Неудивительно, что у Хельдис столько сестёр. Этот загадочный Вулвехаф растит дочерей как скот, чтобы «выпивать» их. Разводит собственную родню, как на ферме, чтобы питаться ими.
– Где может быть моя подруга? – спрашиваю. – Аделари.
– Если она пришла два дня назад, – говорит Хельдис. – То отец успел её выпить и сжечь. Тихо!
Прислушиваемся у двери к звукам снаружи, пока ничего.
– Хотя... – говорит.
– Что, хотя?
– Когда отец шёл мимо, он шаркал ногами. У него другая походка, когда он выпивает одну из моих сестёр. Возможно, твоя подруга где-то спряталась. Тебе стоит её поискать.
– Поможешь мне? – спрашиваю.
В ужасе Хельдис мотает головой. Она до смерти боится отца и малейший шанс оказаться у него на виду вызывает ужасные приступы тревоги. Не удивительно, после того, кем она его описала.
– У меня к тебе одна просьба, – говорит.
– Какая?
– Не мог бы ты поискать моих братьев?
– Ох, Хельдис, – говорю.
– Пожалуйста. Если отец не отправлял их в другие башни, значит они должны быть где-то здесь. Заперты.
– Хельдис...
– Пожалуйста.
Ком подкатывает к горлу. Как сказать девушке, что её братья давным-давно мертвы? Вулвехаф наверняка избавлялся от них ещё во младенчестве, чтобы они не выросли для него конкурентами и не сбросили с вершины башни.
– Хорошо, – говорю. – Я поищу твоих братьев.
Надеваю беруши, выхожу из комнаты Хельдис и со свечой в руке медленно поднимаюсь вверх по лестнице. Башня невероятно огромная. Тут должны быть сотни этажей, и на каждом с десяток комнат. Если заходить в каждую из тысячи помещений, уйдёт вечность. Как же мне найти Аделари, если она может быть в одной из них, с затычками в ушах. Я буду тихо звать её, а она не ответит, поскольку примет меня за хозяина этой башни. Она даже не догадывается, что кто-то из деревни пришёл её спасать.

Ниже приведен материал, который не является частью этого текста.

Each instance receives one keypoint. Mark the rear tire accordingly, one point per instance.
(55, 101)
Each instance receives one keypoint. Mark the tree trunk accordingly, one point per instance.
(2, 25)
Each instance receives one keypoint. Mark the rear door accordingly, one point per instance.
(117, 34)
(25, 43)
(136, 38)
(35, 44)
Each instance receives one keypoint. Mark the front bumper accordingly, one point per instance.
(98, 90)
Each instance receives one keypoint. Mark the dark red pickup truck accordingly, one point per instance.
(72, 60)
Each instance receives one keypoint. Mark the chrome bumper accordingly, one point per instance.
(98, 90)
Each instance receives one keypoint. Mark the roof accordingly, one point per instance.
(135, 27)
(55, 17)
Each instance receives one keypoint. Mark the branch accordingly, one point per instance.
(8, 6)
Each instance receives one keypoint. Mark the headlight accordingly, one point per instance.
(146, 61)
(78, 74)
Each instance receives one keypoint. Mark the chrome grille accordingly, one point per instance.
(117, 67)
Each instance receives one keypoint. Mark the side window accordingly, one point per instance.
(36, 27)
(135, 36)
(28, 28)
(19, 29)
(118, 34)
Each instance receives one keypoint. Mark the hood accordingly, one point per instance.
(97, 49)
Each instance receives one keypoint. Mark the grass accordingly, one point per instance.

Если она и жива, то в этот момент прячется где-то в шкафу и считает, что жители Дарграга никогда не осмелятся уйти так далеко в пустыню. Лишь она одна против ужасающего человека, бродящего вверх и вниз по ступеням.
Стоит мне подняться на два этажа, как я натыкаюсь на призрачный силуэт в углу.

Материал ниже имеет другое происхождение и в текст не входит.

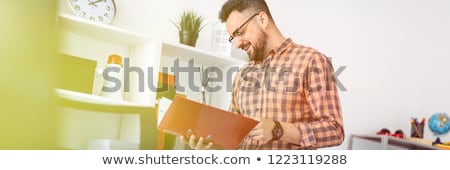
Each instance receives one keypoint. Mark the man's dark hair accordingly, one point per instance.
(242, 5)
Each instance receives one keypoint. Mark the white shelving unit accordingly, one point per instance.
(96, 41)
(384, 142)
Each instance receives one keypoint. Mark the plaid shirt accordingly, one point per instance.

«Ещё одна сестра», – мелькает мысль.
А затем я слышу голос, тихий, скрипучий:
– Стоять.
Его источник достаточно близко, чтобы пробиваться сквозь платочные беруши.
Мгновенно останавливаюсь и вижу перед собой древнего старика, горбатого, скукоженного, весь какой-то угловатый, пятнистый, с седыми волосами по всему телу. В дедовском ночном колпаке и почти такой же сорочке, как у Хельдис.
– Не бойся, – говорит. – Я Вулвехаф, живу здесь.
Смотрю на него и понимаю, что бояться действительно нечего – у старика необыкновенно добрые глаза. Всё, что наговорила про него Хельдис – откровенное враньё. Не может этот человек никому навредить. Снимаю беруши, выбрасываю.
– Давно я не встречал у себя гостей. А я ведь не приоделся, не приготовил еды. Столько хлопот, столько хлопот.
– Меня зовут Гарн, – говорю.
Пожимаем друг другу руки, у старика маленькая и совсем сухая ладонь.
– Пойдём за мной, – говорит. – Поедим как нормальные люди.
А ведь я уже c неделю не ел нормальной еды, лишь вяленое скорпионье мясо, да вода из бурдюка.
– С превеликой радостью, – отвечаю.
Иду за стариком наверх, чтобы отобедать. В желудке урчит.